Analysis of the BUDA Social Graph
Repository for analysis of BUDA players when considered as a social graph
Read more on my blog.
A note: I used python 3.3 for this, and made no effort towards python 2.x compatibility. Sorry.
STEPS TO RUN
- scrape.py: this function gets raw roster data from buda.org by following the links in data/links.txt. In lieu of using a headless browser, links.txt was generated by hand
- player_graph_init.py: this combs the data/roster_data.tsv file and creates a list of nodes, one per player. It also creates one edge for each pair of players that played on the same team
- combine_raw_edges.py: this combines the edges from player_graph_init into a set of weighted edges (so twenty different A,B edges throughout the seasons become (A,B,20))
- find_recent_players.py: find nodes that have appeared in a league recently, to filter down the number of computations we have to do in similar_players.py
- network_statistics.py: basic statistics about the network (node degree, edge weight)

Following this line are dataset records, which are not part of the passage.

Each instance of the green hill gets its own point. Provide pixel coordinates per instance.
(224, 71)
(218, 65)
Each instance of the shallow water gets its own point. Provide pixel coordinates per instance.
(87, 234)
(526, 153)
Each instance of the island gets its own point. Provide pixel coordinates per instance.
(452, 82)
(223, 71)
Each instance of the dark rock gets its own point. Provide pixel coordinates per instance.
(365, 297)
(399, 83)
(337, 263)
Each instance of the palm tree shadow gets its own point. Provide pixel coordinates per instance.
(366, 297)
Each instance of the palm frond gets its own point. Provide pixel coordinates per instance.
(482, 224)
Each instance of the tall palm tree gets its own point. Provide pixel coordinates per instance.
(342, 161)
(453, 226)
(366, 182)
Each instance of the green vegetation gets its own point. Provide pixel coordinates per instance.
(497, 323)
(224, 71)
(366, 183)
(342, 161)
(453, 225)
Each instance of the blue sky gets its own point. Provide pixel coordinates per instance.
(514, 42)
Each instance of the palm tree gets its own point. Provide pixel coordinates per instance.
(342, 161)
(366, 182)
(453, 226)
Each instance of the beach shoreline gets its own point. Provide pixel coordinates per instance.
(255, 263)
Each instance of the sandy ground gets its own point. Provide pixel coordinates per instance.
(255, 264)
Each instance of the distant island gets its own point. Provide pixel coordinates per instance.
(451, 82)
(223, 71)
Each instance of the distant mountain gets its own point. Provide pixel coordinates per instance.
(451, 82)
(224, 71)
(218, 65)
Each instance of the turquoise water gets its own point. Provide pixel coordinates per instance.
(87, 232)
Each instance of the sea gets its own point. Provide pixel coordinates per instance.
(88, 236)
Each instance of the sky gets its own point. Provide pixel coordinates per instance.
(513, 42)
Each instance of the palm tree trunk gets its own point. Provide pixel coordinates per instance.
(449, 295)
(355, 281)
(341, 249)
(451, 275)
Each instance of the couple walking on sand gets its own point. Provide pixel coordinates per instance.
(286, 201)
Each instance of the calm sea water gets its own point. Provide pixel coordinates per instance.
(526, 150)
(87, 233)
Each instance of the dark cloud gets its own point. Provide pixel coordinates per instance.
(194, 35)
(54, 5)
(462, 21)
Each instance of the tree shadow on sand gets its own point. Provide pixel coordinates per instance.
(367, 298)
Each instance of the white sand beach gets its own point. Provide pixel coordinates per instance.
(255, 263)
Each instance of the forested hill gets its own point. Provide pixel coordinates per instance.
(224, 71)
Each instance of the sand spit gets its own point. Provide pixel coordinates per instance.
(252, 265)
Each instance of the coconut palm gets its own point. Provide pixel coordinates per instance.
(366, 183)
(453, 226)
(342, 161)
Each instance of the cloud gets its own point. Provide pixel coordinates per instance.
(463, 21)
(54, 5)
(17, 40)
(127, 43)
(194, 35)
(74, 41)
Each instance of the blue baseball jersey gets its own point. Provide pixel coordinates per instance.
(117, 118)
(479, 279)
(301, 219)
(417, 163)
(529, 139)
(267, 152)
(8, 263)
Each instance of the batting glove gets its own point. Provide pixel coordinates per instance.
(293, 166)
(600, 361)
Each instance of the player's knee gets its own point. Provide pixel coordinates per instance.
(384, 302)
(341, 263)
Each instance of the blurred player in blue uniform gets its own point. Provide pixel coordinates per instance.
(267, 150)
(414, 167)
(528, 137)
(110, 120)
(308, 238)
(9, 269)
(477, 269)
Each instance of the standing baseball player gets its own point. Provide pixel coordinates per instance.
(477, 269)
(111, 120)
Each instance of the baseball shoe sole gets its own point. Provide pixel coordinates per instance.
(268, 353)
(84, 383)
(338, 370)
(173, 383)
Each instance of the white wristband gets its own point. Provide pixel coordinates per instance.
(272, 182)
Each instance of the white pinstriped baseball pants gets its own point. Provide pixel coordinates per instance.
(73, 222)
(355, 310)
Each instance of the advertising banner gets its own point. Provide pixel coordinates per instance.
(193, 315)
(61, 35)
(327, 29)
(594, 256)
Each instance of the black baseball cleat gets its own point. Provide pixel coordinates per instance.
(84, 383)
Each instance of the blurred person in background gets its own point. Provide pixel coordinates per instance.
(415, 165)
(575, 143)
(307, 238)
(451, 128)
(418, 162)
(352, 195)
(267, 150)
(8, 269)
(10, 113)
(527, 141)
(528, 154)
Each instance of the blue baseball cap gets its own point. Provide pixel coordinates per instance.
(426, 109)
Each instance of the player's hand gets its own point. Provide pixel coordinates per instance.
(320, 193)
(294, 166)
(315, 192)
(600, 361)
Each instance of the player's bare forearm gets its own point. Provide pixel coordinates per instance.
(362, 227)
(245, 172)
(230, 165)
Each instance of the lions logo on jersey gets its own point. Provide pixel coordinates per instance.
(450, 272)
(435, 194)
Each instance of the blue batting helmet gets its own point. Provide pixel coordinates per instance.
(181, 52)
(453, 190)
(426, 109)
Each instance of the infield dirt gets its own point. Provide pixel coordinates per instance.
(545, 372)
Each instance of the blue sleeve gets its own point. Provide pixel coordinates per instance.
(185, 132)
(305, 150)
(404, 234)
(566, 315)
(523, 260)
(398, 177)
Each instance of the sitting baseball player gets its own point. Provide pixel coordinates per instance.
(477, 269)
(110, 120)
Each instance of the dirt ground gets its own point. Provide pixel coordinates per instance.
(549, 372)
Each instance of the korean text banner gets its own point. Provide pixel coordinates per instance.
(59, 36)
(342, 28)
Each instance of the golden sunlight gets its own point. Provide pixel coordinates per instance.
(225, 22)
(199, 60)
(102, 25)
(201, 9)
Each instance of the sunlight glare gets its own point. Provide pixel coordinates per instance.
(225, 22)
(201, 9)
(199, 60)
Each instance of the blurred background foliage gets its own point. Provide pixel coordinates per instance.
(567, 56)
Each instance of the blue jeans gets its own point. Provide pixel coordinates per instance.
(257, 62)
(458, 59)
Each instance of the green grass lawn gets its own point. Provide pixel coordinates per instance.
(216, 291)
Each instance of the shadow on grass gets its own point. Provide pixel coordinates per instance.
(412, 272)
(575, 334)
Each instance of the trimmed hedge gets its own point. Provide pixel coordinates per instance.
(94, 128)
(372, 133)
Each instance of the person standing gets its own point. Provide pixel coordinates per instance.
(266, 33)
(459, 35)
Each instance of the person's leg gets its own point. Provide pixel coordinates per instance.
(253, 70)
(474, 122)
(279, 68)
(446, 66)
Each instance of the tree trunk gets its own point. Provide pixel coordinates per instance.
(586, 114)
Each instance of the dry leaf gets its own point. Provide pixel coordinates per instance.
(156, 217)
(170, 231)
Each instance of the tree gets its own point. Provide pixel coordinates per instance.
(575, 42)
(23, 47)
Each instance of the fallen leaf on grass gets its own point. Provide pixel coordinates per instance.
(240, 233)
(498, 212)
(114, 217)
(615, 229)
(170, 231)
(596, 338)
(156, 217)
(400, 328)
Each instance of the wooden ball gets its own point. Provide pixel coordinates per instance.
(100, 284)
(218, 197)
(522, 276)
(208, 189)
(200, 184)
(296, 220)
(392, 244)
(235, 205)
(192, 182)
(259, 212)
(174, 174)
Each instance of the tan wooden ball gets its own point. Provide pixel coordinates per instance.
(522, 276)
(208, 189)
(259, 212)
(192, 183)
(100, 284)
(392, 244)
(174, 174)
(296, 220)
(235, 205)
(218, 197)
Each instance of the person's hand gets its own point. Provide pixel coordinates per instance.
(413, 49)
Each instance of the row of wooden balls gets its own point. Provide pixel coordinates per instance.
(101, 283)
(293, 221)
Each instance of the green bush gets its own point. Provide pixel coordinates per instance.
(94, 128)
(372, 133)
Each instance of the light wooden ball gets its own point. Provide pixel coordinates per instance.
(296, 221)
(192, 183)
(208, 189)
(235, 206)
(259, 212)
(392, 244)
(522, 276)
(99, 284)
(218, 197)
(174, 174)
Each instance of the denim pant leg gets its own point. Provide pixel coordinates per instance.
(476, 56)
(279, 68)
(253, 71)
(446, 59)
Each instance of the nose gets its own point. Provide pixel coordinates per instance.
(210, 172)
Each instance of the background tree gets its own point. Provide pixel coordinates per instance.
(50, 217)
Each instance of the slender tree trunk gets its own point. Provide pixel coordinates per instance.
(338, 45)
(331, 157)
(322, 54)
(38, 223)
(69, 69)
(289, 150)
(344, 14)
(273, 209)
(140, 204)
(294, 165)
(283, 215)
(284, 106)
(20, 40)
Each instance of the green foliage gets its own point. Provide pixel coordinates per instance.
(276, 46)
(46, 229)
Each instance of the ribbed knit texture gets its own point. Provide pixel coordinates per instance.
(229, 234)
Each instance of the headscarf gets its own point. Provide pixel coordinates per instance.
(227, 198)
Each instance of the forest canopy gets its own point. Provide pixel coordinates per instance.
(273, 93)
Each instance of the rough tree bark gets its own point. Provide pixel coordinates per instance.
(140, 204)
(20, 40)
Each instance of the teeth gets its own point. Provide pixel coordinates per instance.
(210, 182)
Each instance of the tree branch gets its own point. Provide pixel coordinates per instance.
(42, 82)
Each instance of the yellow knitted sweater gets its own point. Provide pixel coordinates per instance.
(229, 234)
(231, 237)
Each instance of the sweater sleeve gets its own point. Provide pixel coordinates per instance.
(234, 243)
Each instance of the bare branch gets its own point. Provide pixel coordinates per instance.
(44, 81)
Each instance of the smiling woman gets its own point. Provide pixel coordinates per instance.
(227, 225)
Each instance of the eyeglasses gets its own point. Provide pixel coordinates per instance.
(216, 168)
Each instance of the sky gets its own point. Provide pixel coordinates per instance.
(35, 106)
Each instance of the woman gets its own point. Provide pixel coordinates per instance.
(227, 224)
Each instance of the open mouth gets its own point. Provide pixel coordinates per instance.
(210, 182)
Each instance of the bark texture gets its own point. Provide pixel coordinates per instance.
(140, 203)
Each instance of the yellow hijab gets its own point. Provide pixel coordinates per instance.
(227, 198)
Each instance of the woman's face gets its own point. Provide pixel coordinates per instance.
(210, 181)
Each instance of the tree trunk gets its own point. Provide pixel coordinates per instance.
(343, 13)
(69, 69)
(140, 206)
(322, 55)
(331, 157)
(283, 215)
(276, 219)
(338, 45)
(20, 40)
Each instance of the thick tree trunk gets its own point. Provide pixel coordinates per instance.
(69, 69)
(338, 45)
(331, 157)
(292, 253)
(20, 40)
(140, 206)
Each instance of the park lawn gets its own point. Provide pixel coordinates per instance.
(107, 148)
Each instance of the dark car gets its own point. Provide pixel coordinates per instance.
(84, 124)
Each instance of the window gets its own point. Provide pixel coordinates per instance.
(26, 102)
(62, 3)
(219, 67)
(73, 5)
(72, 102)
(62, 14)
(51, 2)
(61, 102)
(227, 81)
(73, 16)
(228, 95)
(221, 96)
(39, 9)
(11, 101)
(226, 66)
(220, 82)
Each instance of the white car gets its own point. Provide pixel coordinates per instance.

- similar_players.py: this is essentially a recommender system for each player: this searches all other players and find the list of N players most 'similar' to that player, and writes out the concatenation of each player's list to a file. 'similarity' here is the sum of weighted jaccard similarity and cosine similarity.
- ego_networks.py: this computes the % of BUDA covered for each recent player as a function of the degrees of separation K.
a quick Angular-based search capability embedded in the blog post. The version here will run standalone in a web container
this directory contains all of the outputs of the scripts above
the node list and adjacency list in player_graph/ are tailored for import into Gephi.